El panorama en El Salvador tampoco es alentador, es más, es limitativo y burocrático.  Bessy Ramírez de la Asociación de Radios Participativas de El Salvador (ARPAS), contó que la Superintendencia General de Electricidad y Telecomunicaciones se ha negado a renovar 9 de 18 concesiones de radios que han solicitado. Y teme que si no son renovadas las radios comunitarias pueden ser clausuradas.

“Existe una reforma a la Ley de Telecomunicaciones que permite acceder a frecuencias radiales a través de proyectos, pero nos lo han negado. El gobierno dice que las radios comunitarias no cumplen con los requisitos”, refirió en el encuentro.

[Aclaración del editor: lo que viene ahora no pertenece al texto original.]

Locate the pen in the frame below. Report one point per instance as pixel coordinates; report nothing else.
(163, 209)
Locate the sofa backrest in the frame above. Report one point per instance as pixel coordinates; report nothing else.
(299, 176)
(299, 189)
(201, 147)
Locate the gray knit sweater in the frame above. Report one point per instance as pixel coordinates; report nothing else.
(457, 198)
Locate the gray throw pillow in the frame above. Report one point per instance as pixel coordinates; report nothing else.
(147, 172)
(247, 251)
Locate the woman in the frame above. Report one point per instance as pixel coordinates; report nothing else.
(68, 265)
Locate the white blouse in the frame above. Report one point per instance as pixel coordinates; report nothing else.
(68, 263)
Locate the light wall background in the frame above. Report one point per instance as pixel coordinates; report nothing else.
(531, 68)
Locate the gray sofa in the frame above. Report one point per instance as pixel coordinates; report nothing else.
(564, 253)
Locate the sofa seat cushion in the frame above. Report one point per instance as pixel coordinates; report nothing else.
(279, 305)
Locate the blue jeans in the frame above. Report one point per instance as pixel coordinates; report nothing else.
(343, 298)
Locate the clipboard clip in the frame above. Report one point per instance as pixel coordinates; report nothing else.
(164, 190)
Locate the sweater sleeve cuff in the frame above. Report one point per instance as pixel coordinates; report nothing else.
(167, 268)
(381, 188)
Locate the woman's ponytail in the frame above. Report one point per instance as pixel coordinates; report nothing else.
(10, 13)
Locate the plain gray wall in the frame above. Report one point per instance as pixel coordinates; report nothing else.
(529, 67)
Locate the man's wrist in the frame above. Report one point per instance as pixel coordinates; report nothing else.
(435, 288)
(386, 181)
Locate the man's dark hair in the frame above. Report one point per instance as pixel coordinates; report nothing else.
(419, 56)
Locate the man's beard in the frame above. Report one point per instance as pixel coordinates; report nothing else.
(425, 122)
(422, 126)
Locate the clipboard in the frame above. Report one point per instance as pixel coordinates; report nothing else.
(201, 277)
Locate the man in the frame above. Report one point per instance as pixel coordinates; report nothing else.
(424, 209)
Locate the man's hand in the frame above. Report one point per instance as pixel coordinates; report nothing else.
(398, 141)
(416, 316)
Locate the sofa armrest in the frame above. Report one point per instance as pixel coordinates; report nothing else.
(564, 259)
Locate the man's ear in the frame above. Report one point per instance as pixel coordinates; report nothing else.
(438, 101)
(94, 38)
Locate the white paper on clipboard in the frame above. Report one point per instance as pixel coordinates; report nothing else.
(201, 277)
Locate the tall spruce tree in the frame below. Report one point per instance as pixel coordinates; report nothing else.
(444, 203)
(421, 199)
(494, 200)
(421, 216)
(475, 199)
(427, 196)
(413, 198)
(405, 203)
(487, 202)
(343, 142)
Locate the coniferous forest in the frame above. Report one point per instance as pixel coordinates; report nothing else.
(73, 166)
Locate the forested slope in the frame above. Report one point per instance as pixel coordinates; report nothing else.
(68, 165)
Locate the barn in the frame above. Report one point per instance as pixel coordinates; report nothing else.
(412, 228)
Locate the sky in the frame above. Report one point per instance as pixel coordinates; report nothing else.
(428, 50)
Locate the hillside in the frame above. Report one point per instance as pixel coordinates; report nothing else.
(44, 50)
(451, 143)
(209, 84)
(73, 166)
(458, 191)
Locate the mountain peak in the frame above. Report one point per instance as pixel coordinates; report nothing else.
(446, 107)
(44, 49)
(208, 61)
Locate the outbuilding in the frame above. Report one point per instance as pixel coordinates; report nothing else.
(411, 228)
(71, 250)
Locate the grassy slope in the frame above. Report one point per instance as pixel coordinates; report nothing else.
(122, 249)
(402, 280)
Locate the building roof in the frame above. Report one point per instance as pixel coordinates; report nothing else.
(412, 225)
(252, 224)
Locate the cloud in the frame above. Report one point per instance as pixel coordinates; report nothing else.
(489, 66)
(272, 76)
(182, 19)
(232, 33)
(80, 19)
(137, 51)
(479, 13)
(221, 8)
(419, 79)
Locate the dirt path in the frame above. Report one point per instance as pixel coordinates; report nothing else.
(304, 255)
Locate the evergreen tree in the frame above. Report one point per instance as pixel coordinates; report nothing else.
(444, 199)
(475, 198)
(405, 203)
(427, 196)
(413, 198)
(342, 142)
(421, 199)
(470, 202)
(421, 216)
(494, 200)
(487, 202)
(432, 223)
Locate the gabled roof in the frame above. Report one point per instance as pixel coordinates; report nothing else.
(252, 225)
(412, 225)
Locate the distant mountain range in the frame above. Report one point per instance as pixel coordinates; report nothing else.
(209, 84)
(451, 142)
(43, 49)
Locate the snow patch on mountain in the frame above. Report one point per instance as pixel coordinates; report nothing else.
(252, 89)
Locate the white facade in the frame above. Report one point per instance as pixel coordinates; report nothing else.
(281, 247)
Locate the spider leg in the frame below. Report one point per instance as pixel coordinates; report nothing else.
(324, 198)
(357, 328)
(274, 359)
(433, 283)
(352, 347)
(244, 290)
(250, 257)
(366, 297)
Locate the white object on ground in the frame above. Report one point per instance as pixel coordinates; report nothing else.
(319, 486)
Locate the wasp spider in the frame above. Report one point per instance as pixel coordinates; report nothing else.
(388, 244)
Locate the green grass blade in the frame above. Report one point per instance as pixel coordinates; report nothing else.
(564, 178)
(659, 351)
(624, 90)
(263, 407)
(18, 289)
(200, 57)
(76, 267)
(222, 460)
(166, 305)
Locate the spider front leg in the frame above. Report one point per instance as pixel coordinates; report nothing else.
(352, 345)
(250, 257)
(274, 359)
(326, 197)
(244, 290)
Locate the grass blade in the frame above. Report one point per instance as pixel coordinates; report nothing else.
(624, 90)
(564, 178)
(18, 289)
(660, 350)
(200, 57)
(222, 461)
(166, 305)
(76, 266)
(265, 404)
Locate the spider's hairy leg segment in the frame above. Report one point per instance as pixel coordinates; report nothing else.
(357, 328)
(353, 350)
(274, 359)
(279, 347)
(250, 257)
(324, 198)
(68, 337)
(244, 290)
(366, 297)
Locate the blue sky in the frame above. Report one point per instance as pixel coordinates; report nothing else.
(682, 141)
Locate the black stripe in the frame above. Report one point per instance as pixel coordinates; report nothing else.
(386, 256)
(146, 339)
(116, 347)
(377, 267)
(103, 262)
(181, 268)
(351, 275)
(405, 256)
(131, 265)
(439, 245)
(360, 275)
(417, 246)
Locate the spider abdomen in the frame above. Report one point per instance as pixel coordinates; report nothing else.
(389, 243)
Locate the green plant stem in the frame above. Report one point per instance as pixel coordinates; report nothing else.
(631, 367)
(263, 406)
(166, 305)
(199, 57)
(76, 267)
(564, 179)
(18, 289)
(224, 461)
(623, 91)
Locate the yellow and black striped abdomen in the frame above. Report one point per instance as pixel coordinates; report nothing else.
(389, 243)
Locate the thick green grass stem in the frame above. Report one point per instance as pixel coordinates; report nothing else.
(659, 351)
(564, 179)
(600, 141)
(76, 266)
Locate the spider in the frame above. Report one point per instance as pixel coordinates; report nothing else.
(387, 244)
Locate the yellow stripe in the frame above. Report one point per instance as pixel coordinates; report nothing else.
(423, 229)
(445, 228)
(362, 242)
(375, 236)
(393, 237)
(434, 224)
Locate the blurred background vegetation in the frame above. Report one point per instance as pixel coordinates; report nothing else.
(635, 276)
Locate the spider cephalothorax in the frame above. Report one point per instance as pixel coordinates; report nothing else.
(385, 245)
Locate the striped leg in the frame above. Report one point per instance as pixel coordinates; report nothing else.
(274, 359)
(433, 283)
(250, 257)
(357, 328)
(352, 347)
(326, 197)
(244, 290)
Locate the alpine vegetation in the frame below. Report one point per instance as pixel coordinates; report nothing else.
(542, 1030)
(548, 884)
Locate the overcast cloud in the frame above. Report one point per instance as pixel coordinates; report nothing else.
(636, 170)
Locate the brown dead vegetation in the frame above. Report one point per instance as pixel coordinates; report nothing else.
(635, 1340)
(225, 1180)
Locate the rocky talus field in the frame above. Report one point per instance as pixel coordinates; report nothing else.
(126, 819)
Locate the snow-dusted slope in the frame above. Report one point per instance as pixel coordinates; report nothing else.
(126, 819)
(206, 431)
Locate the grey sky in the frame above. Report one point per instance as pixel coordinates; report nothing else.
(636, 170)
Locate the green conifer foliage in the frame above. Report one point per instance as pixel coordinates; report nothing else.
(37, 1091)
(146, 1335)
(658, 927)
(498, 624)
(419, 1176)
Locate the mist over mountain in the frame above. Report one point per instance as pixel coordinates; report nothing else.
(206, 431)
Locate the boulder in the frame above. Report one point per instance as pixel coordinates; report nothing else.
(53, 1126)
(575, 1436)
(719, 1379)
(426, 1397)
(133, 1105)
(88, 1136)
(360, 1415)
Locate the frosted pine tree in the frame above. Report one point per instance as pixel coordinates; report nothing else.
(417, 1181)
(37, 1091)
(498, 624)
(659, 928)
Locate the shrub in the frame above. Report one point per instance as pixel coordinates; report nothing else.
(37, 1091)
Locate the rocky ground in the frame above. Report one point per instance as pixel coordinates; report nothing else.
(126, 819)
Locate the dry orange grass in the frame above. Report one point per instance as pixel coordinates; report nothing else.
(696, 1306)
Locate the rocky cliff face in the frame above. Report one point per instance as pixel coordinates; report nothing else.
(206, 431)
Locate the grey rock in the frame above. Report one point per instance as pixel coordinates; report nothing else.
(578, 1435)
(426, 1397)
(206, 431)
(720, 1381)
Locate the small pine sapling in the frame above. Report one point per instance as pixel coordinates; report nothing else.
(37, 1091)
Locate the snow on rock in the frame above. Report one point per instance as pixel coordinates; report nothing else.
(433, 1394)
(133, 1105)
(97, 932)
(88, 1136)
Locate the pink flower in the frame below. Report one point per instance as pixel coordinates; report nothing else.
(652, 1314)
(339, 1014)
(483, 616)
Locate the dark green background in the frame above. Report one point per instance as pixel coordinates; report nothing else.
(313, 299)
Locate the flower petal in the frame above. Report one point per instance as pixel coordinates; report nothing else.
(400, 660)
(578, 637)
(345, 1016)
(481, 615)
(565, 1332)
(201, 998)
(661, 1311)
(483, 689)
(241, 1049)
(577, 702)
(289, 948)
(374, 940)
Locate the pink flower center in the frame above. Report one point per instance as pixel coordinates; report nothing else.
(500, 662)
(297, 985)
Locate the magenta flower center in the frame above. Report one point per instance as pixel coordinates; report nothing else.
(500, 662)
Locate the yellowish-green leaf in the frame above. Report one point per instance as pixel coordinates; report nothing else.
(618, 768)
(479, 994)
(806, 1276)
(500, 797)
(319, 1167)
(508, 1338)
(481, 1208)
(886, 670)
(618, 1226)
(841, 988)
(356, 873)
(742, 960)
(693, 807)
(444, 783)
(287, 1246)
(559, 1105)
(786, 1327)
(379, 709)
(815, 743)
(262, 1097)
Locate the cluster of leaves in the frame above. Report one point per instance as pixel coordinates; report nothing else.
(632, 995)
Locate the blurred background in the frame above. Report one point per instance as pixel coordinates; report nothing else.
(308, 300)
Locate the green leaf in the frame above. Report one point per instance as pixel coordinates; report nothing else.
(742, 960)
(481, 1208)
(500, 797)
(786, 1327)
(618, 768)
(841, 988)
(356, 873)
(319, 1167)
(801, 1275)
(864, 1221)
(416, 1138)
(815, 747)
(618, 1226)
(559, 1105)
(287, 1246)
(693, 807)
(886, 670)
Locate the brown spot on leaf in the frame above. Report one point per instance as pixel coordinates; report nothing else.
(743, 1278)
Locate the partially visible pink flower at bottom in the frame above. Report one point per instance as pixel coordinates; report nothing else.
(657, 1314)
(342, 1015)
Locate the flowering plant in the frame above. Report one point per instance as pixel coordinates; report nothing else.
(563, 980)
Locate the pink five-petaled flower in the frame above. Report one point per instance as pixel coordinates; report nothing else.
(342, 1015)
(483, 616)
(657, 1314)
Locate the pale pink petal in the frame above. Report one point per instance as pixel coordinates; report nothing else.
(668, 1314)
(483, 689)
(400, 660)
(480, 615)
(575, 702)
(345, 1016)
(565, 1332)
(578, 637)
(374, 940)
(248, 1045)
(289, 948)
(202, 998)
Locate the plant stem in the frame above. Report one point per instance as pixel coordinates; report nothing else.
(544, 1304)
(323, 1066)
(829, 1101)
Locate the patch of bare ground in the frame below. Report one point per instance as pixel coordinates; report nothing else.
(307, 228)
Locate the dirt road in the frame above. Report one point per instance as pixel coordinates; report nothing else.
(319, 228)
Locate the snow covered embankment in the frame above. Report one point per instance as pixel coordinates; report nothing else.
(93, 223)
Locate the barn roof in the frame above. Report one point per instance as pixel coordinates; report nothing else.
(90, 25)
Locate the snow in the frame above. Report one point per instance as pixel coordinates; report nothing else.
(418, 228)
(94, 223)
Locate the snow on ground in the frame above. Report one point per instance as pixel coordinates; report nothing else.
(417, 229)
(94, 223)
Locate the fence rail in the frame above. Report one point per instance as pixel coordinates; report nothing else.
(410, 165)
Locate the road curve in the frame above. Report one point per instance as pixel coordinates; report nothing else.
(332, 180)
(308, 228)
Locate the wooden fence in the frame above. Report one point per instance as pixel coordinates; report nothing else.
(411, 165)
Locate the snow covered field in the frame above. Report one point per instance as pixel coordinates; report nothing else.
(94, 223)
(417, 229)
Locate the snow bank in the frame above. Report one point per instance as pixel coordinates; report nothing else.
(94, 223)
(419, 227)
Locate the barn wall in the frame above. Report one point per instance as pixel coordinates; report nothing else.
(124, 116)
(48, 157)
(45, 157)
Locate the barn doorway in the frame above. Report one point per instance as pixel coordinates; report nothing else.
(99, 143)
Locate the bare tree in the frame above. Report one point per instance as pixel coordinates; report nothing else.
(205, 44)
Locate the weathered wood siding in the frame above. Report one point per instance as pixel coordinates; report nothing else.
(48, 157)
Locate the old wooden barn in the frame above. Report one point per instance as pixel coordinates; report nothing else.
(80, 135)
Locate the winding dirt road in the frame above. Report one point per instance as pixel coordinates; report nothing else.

“Es constante el acoso que vivimos como medios comunitarios. Afectan a las comunidades que hacen uso de estos medios. Son las comunidades quienes, históricamente, han estado excluidas y a las que se les ha negado la libertad de expresión y a los medios se que vuelven críticos al gobierno. También se estigmatiza a las mujeres que hacemos periodismo alternativo. Tampoco tenemos acceso a la información y coarta el libre ejercicio periodístico, porque acudimos a las instancias y lo único que nos dicen es que la información es reservada. Estamos amenazados”, dijo.

 

Argentina: los cercos mediáticos y la desfinanciación

María Eugenia Waldhüter, del colectivo editorial “Marcha Noticias”, en Buenos Aires, Argentina. Abril de 2022. Foto: Paolina Albani.

Para María Eugenia Waldhüter, del colectivo editorial “Marcha Noticias”, en Buenos Aires, Argentina, la labor del periodismo comunitario, feminista y alternativo tiene mucho que ver con crear una agenda propia que incluya acompañar procesos populares, de lucha, de resistencias, de reivindicaciones y, al mismo tiempo, atravesar los cercos mediáticos de difusión.

“En nuestros países, el periodismo comunitario y el periodismo alternativo no es visto como lo suficientemente profesional sino se ejerce desde las empresas de comunicación. El periodismo popular y comunitario al poder le incomoda y sí lo reconocen de una manera tenebrosa”, aseguró.

Las dificultades periodísticas que ha atravesado también tienen que ver con la multiplicidad de tareas que se deben asumir para llevar adelante la comunicación. Una de ellas es el financiamiento.

“Para poder mantener la labor hay que sostenerla financieramente, hay que poder armar un cuerpo de organización. A veces, la búsqueda de recursos complica la posibilidad de dar estabilidad a esos procesos de comunicación. Cuestionar o estigmatizar la profesionalidad con la que nos desempeñamos ya es una manera de instalar un relato para deslegitimar la tarea que hacemos. Tampoco tenemos la capacidad de incidir en las agendas porque estamos rodeamos de emporios de comunicación. El sistema de medios está muy concentrado en Argentina. Necesitamos hacer alianzas para amplificar nuestros relatos”, afirmó.

 

Brasil: vulnerabilidad ante el ciberacoso

Si bien antes las redes sociales representaban una libertad en la democratización digital, ahora representan una herramienta de ataque para excluir y silenciar, reflexionó Vanesa Oliveira, profesora de periodismo en una universidad privada de Brasil, durante el encuentro.

“La ciberseguridad sigue siendo un problema. Estamos súper vulnerables. Ellos -el poder- lo saben y lo que hacen es fragmentarnos Es un problema ideológico porque tenemos un sistema que se ha convertido en una clausura. La ideología de ellos es callarnos, marginarnos y empiezan desde lo virtual, desde la desacreditación, sobre todo de las mujeres periodistas. Cuando los activistas están actuantes jaquean sus perfiles de redes sociales, los difaman. Por ejemplo, el caso de Patricia Camposmelo, que es periodista de política internacional, pero desde la reelección de Jair Bolsonaro empezó a hacer una investigación de las elecciones y la difamaron diciendo que cambiaba información por sexo. Aunque estamos en grupos de WhatsApp no tenemos método de hacer circular la información ni para protegernos.”, concluyó Oliveira.

Las mujeres periodistas, comunicadores y activistas seguirán compartiendo sus experiencias a lo largo de la semana de duración del encuentro que también abordará el extractivismo y medioambiente, el abordaje a las problemáticas, medidas de seguridad, entre otros.